Yes. We strongly believe that Malaysia will be profitable going forward from Q4 onwards.
Next 1 is from [ Ashutosh ].
My question is, how do you see Biocon different from today's Biocon in last -- in next, say, 10 years?
Thanks for that question. As you know Biocon seems itself as a fully integrated global biopharma biosimilar company. And I think 1 of the missing capabilities we have is really to be a strong -- to have a strong commercial engine for advanced markets. And I think in the next 10 years, we expect ourselves to be amongst the leading biosimilars companies globally as a fully integrated player in this particular segment with a very large portfolio of products, we expect to have 1 of the largest portfolio of biosimilars catering to global markets and being dominant in many, many of these markets, especially some of the key global markets, which are the advanced markets and emerging markets. That's how we want to see ourselves.
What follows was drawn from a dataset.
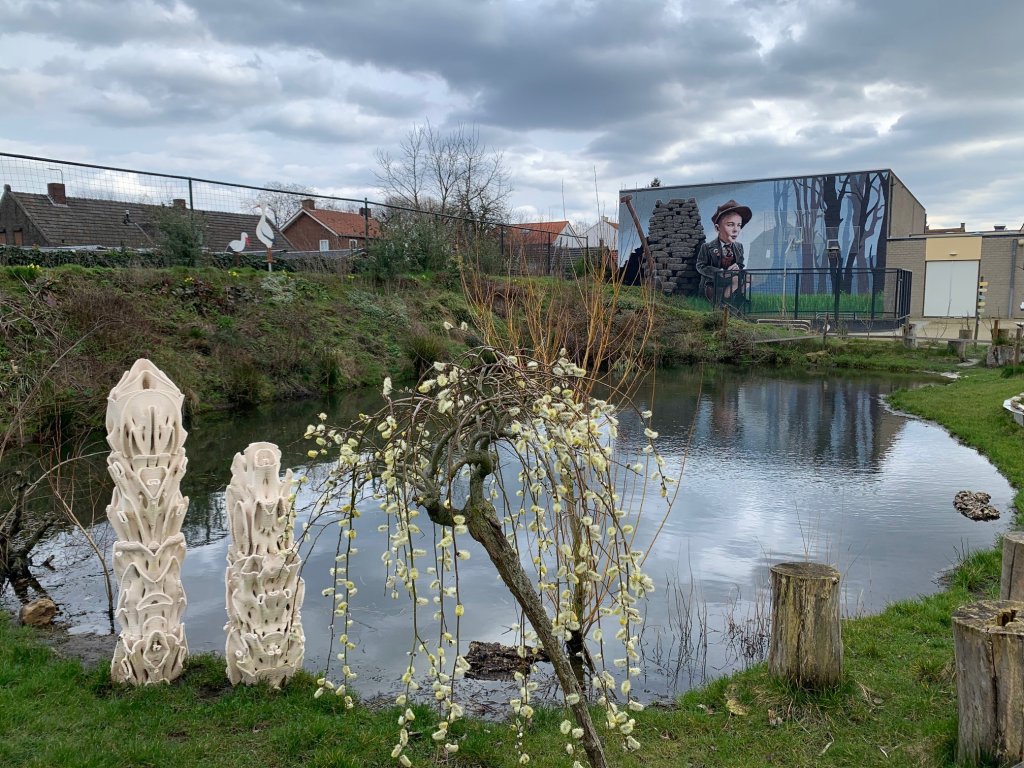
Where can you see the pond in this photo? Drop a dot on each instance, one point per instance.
(773, 469)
Next 1 is a follow-up from Surya from PhillipCapital.
Yes. So just a follow-on on the small molecule side, this immunosuppression dedicated facility, what we are have set up. So with that, obviously, we will have a kind of meaningful noble positioning. So can you just share what is the current positioning in the global market? So for APIs are concerned, and the competitive position versus Chinese players and post this plant, what equation that we can have? And we know that there is a positive trend that is also likely to support that the alternate Chinese source equation, which is a kind of favorable wave, I believe. So given all that, what expectations that you were having out of this immunosuppressant portfolio and let's say, even the fermentation capability that you have?
Thanks, Surya. I will defer this question to Neil, who heads our commercial for our API business.
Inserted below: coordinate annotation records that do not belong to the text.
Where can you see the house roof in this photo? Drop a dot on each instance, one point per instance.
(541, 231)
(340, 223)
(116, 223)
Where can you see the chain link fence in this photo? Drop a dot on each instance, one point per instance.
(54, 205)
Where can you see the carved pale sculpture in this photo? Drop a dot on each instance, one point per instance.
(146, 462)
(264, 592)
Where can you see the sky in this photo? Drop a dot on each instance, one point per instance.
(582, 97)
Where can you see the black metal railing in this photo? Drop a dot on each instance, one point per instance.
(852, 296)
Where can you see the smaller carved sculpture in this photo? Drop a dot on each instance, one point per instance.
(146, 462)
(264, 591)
Yes. Thanks, Surya, for the question. So Surya, we already have a very well-established client based on immunosuppressant and also our clients are well spread globally. And today, we have large market share being advanced markets, emerging markets as well as domestic markets in India. And many of our existing immunosuppressants, we are unable to fulfill the market demand. So we believe the additional capacities that would kick in with our investment, it would fulfill those demand. And our leadership market position that we have would become even stronger. And you're right with your thought that while there has been a dearth of capacity for past 24 months. we believe that we would be able to overcome the sentiments against China and get a larger market share than what we have today.
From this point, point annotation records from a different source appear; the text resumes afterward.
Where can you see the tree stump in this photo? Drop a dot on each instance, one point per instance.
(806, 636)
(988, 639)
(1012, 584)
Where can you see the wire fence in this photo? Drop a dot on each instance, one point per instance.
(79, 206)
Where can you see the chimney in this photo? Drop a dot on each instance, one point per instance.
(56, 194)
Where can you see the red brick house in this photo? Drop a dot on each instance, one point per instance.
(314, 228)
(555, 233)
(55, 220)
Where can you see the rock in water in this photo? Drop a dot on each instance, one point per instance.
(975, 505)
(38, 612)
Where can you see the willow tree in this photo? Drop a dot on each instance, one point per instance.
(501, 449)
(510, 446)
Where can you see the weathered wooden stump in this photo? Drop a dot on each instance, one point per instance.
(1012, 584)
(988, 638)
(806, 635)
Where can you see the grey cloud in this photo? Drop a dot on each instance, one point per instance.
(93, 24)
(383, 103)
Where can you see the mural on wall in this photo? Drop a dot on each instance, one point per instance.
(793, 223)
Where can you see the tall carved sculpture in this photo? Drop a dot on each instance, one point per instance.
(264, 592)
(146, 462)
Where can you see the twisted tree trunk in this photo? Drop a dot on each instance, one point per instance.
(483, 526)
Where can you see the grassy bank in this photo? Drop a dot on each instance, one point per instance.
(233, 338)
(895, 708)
In fact, if I may just add for the immunosuppressants in fact, we are working with many Chinese companies to sell immunosuppressants for the Chinese market. So that's -- you can understand that if the Chinese companies are buying from India, that shows the uniqueness and differentiated part of this molecule where there are not many companies locally who is able to get the drug at the same quality that they are able to source from us.
Sure, sir. Sir, is it free from China kind of product category in terms of?
Yes, from a logistics perspective or supply chain dependency we are, this is not dependent on China.
I think this was the last question for the day. We thank you all again for joining today. If you have any additional questions, please feel free to reach out to Aishwarya or myself. We look forward to seeing you again next quarter. Have a good day.